2) Les candidats vous ont-ils semblé bien préparés? Quels conseils donneriez-vous aux candidats qui vont préparer l’édition 2012?
Ils étaient en tout cas bien organisés : Céline BLOT, l’une des responsables administratives du concours pour le Centre National de la Fonction Publique Territoriale, m’a appris que les candidats échangeaient leurs impressions sur les sujets et les questions des examinateurs quasiment en temps réel sur internet au moyen d’un forum… on n’arrête pas le progrès !
Au-delà de cette anecdote, dans l’ensemble, oui, les candidats étaient bien préparés, avec un bémol pour ceux du 3ème concours : mais par définition, pour ces derniers, le jury s’intéresse en priorité à leurs motivations, à leur parcours professionnel et à leurs expériences, plutôt qu’à des connaissances académiques.
Comme chaque année, pour le concours interne, les postulants issus la fonction publique territoriale semblaient plus à l’aise que leurs collègues de l’Etat, ce qui est logique. En revanche, pour ces derniers, nous avons eu la surprise de constater qu’environ la moitié des candidats de l’Etat étaient des professeurs agrégés, plutôt bien préparés : si je m’en réjouis pour la qualité de cette 19ème promotion de l’INET, cela me paraît beaucoup plus inquiétant pour l’éducation nationale.
Et enfin, les externes étaient dans l’ensemble très bien préparés : dans un contexte assez marqué par le formatage des Instituts d’Etudes Politiques principalement de PARIS et de BORDEAUX, le jury s’est montré sensible à quelques candidats de grande qualité sortant de l’université, ce qui rappelle qu’il existe bien plusieurs voies d’accès à ce concours.

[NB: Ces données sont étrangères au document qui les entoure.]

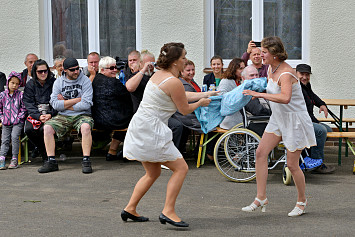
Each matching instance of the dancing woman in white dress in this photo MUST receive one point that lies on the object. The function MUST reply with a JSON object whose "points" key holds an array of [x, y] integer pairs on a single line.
{"points": [[149, 139], [289, 122]]}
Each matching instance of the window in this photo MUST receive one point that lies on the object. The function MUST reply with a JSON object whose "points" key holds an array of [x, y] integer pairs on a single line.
{"points": [[74, 28], [234, 23]]}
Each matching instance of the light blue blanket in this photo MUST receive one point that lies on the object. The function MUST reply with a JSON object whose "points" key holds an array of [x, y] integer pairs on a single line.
{"points": [[227, 104]]}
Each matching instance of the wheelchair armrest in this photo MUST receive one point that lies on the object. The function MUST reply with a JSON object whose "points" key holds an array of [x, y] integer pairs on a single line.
{"points": [[259, 118]]}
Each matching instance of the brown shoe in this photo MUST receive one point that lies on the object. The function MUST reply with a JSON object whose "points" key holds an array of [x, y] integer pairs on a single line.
{"points": [[324, 169]]}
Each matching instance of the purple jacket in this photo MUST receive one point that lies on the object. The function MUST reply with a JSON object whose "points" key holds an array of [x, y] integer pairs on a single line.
{"points": [[12, 108], [262, 71]]}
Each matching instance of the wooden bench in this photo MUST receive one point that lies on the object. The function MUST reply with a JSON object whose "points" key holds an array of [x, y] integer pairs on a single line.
{"points": [[345, 136], [348, 121]]}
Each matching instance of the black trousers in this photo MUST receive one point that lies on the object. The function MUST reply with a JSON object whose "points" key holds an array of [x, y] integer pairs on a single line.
{"points": [[36, 136]]}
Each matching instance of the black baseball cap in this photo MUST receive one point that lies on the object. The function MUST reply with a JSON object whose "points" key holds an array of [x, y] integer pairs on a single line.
{"points": [[304, 68], [70, 62]]}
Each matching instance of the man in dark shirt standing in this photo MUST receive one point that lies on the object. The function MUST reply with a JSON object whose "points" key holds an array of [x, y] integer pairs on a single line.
{"points": [[320, 129]]}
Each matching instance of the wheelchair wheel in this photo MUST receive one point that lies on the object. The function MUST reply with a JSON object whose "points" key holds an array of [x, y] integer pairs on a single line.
{"points": [[286, 175], [234, 154]]}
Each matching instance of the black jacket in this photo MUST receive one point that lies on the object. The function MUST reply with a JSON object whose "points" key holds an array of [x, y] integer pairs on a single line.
{"points": [[311, 100], [35, 94], [137, 95], [112, 104], [209, 79]]}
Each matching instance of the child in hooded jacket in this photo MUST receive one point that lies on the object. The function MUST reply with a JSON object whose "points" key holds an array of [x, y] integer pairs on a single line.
{"points": [[12, 116]]}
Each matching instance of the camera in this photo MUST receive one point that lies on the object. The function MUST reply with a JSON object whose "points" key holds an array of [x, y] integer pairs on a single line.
{"points": [[121, 63], [257, 44]]}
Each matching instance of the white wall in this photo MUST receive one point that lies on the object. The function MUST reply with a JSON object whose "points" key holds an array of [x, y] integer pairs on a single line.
{"points": [[19, 33], [332, 50], [175, 21]]}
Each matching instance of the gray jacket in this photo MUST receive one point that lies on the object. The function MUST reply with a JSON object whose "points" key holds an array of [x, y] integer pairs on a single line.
{"points": [[70, 89]]}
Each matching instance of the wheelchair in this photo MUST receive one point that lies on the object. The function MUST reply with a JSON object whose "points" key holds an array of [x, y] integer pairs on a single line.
{"points": [[235, 153]]}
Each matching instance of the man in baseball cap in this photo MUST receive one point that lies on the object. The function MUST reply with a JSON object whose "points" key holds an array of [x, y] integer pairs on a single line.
{"points": [[317, 152], [72, 98]]}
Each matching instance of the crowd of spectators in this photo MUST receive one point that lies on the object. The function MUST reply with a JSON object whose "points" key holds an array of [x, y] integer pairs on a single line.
{"points": [[67, 97]]}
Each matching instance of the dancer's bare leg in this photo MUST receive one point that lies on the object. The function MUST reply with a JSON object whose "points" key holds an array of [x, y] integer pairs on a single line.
{"points": [[267, 143], [179, 168], [297, 174], [153, 171]]}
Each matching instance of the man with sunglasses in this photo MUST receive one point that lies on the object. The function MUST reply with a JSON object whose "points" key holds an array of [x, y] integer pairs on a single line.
{"points": [[72, 98]]}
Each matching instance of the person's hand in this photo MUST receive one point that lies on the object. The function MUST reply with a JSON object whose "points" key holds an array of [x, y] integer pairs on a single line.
{"points": [[92, 70], [252, 93], [251, 45], [148, 66], [204, 102], [60, 97], [212, 93], [324, 109], [45, 117], [134, 67]]}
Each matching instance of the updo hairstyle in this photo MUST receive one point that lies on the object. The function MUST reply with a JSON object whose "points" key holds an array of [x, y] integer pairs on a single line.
{"points": [[232, 68], [275, 47], [169, 53]]}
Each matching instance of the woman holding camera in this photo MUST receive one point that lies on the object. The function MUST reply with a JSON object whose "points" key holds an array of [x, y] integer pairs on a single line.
{"points": [[289, 123]]}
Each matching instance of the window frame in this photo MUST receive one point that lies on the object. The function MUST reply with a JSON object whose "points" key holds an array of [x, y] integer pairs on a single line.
{"points": [[93, 29], [258, 30]]}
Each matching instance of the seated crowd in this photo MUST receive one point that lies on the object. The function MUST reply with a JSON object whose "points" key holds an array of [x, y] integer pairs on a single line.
{"points": [[52, 104]]}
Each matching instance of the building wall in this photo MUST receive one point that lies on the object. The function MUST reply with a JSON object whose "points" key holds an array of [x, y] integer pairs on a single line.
{"points": [[332, 50], [175, 21], [331, 37], [19, 33]]}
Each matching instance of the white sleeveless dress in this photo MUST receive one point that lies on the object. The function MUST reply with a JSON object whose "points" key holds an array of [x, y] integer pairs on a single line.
{"points": [[148, 136], [290, 121]]}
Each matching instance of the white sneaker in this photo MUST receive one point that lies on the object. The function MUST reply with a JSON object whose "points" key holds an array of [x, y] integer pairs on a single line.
{"points": [[252, 207], [298, 211]]}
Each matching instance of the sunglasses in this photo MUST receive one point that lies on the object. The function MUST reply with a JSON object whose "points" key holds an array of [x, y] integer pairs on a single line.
{"points": [[73, 69], [42, 71], [111, 68]]}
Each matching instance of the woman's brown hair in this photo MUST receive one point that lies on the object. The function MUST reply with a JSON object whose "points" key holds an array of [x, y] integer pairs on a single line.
{"points": [[169, 53], [232, 68]]}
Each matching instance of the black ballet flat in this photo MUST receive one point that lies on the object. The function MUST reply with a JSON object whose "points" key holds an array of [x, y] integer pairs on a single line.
{"points": [[126, 215], [163, 219]]}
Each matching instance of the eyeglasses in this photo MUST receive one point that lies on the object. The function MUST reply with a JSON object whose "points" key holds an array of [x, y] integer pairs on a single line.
{"points": [[73, 69], [111, 68], [42, 71]]}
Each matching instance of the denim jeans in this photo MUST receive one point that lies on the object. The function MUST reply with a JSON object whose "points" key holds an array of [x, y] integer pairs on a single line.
{"points": [[320, 130]]}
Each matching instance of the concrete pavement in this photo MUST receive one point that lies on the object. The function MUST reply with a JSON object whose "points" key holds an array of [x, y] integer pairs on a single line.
{"points": [[69, 203]]}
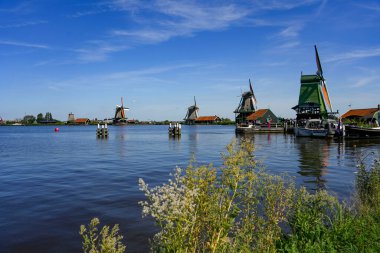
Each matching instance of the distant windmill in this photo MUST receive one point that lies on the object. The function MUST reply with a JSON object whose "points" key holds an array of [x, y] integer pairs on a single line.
{"points": [[325, 93], [192, 113], [246, 106], [120, 118]]}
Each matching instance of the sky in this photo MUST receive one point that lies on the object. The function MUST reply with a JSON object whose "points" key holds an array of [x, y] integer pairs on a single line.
{"points": [[64, 56]]}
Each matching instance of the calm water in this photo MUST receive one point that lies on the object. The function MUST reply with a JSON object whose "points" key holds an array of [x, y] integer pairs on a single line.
{"points": [[50, 183]]}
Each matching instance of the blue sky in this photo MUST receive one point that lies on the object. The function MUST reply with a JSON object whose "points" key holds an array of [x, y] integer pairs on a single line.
{"points": [[82, 56]]}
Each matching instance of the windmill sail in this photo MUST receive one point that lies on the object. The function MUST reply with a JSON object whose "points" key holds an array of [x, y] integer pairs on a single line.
{"points": [[120, 117], [325, 93]]}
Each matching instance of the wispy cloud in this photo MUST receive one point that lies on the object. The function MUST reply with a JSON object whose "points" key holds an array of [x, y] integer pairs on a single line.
{"points": [[23, 44], [357, 54], [23, 7], [23, 24]]}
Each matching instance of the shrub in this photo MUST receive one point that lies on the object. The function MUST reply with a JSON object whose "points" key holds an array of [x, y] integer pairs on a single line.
{"points": [[105, 241]]}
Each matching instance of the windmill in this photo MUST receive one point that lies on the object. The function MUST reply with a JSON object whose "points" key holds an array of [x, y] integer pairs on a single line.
{"points": [[313, 101], [325, 93], [247, 105], [120, 118], [192, 113]]}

Quels conseils donner aux candidats ? Tout d’abord, il reste important de soigner sa culture générale, en se montrant très à l’écoute de l’actualité ; et d’acquérir une culture territoriale bien marquée. Beaucoup de candidats préparent l’ENA, et passent l’INET par sécurité, ils semblaient donc logiquement mieux préparés au concours de l’ENA. A la question « avez-vous présenté le concours de l’ENA ? », les externes répondaient oui 9 fois sur 10, souvent en s’excusant, et parfois même en manquant de sincérité : « oui je me suis présenté au concours de l’ENA, mais pour m’entraîner au concours de l’INET »… Il n’y avait pas de bonne ou de mauvaise réponse à cette question, c’est la sincérité du candidat que nous nous efforcions d’évaluer : par exemple, nous avons apprécié l’authenticité d’un candidat qui nous a répondu que s’il réussissait les deux concours, ENA et INET, il suivrait une scolarité à l’ENA en raison du prestige de cette école, mais qu’il viendrait ensuite travailler en collectivité territoriale. C’est un choix de carrière discutable, mais au moins, il a formulé une réponse honnête.
D’ailleurs, pour sortir de ce traditionnel télescopage de calendrier, je vais proposer dans le rapport que doit rédiger le Président du Jury, par souci de parité, que les épreuves de l’ENA ne soient plus systématiquement organisées avant celles de l’INET et que l’alternance devienne la règle: une année l’ENA avant l’INET, et la suivante l’INET avant l’ENA, ce qui permettra aux candidats de répondre avec sincérité qu’ils ont passé l’INET pour se préparer à l’ENA ou qu’ils se sont présentés à l’ENA par défaut !
Autre conseil essentiel : effectuer un stage dans une collectivité territoriale avant de passer le concours. Cela développe bien évidemment une vraie culture territoriale et une authenticité.
Enfin, attention à ne pas négliger les épreuves techniques : une étudiante a eu la meilleure note du grand oral, 17/20, mais elle n’a pas été reçue à cause d’un 3/20 à une épreuve affectée d’un coefficient 1, l’informatique. Il lui a manqué 5 points pour être reçue, un 8/20 aurait suffi.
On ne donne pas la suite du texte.